Nanoparticles developed in Russia have shown potential to boost plant growth when used as a supplement in irrigation. This finding was shared by the press service of NUST MISIS, highlighting a growing interest in nanotechnology for agriculture.
In recent years, researchers have tested various metal nanoparticles added to soil during watering. These particles are not traditional nutrients. Instead, they interact with plant metabolism and microbial communities, sometimes accelerating growth or restraining harmful bacteria through targeted effects on cellular processes.
NUST MISIS researchers now propose applying a colloidal suspension of CoCuFeNi nanoparticles, a blend of cobalt, copper, iron, and nickel, directly into the soil. The approach aims to unlock the microfertilizer potential of these particles by making them available to plant tissues at the root level.

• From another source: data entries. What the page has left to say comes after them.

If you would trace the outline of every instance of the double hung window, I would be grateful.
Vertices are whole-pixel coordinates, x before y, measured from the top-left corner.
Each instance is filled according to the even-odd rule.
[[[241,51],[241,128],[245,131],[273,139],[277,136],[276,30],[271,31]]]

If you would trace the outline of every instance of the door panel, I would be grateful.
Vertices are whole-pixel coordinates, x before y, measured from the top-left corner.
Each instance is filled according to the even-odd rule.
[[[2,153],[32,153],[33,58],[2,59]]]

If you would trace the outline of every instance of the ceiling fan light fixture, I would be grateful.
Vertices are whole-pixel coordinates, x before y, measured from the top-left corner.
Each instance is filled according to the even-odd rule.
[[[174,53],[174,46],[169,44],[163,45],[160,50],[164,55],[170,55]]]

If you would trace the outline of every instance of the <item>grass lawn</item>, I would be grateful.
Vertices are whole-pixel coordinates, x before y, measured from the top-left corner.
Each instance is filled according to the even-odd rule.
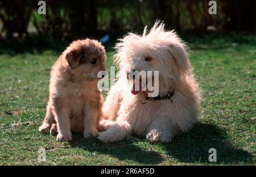
[[[255,165],[256,36],[186,41],[204,100],[199,123],[166,144],[137,138],[105,144],[82,134],[58,142],[41,133],[50,68],[60,53],[2,50],[0,165]],[[114,53],[107,50],[108,70]],[[38,161],[40,147],[46,162]],[[208,161],[211,148],[217,162]]]

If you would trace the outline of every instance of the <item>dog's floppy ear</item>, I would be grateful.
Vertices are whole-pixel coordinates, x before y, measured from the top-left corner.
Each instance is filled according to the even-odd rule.
[[[181,77],[190,75],[191,66],[185,49],[179,45],[171,45],[171,55],[174,60],[177,71]]]
[[[77,49],[71,50],[66,54],[65,58],[72,69],[75,69],[79,65],[81,56],[80,50]]]

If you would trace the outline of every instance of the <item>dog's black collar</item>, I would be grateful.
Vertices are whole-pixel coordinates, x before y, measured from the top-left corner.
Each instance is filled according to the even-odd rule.
[[[173,102],[172,96],[174,95],[174,91],[169,92],[168,94],[160,96],[158,95],[155,97],[147,97],[146,98],[141,98],[141,102],[142,104],[145,104],[147,100],[158,100],[160,99],[168,99],[171,102]]]

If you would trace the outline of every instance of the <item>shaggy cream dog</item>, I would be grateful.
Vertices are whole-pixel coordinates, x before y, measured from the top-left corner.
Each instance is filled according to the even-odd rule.
[[[72,139],[71,131],[85,138],[98,134],[104,99],[97,89],[98,73],[105,70],[104,47],[86,39],[73,41],[51,71],[49,102],[39,131],[57,131],[58,141]]]
[[[186,46],[176,33],[156,22],[142,36],[128,34],[115,48],[119,73],[104,104],[100,124],[106,130],[98,139],[113,142],[134,133],[151,142],[169,142],[176,133],[189,129],[197,120],[201,96]],[[159,71],[158,96],[148,98],[148,91],[141,87],[131,92],[131,70]]]

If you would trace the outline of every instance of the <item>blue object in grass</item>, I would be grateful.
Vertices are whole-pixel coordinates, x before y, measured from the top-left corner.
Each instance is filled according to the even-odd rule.
[[[103,44],[107,43],[109,40],[109,35],[105,35],[104,36],[103,36],[99,40],[100,42],[101,42]]]

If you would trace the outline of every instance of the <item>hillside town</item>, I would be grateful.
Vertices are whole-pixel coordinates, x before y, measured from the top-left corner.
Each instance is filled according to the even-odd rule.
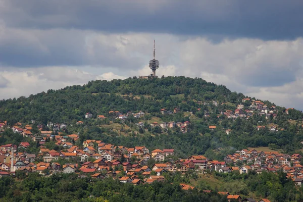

Reports from the team indicate that the suspension with CoCuFeNi nanoparticles increased plant height by up to 12 percent in watercress and up to 50 percent in oil radish. The stems appeared noticeably longer as a result of enhanced activity within plant tissues. The researchers describe the nanoparticle mix as having a complex mode of action, capable of entering cells and subcellular organelles to influence growth and development. A notable gain in biomass was observed, with about a 20 percent weight increase compared with plants irrigated with plain water. Such outcomes suggest the nanoparticles act as biostimulants that support growth beyond basic nutrient supply.
Beyond growth, the same nanoparticle complex demonstrated antimicrobial properties by inhibiting the growth of the bacterium Pseudomonas aeruginosa. This dual action—promoting plant vigor while reducing certain pathogenic threats—could help improve crop resilience and lower disease risk for humans handling the produce.
In parallel with the plant-focused findings, researchers emphasize that these nanomaterials may alter the soil microbiome in ways that favor healthier plant–microbe interactions. The potential to reduce disease pressure while supporting robust growth positions this technology as a candidate for integrated crop management strategies. Further studies are expected to clarify long term effects on soil health, nutrient uptake, and environmental safety, with a cautious approach to deploying such materials in farming practice.
Earlier work in biology has illustrated how nature can use seemingly unusual traits to support survival. For instance, researchers have noted tail-like features in certain insects that serve as effective attractants for predators as part of broader ecological interactions. While unrelated to the nanotechnology under discussion, such observations remind scientists that biological systems respond to multiple cues, sometimes in unexpected ways, underscoring the need for comprehensive evaluation when introducing new materials into ecosystems.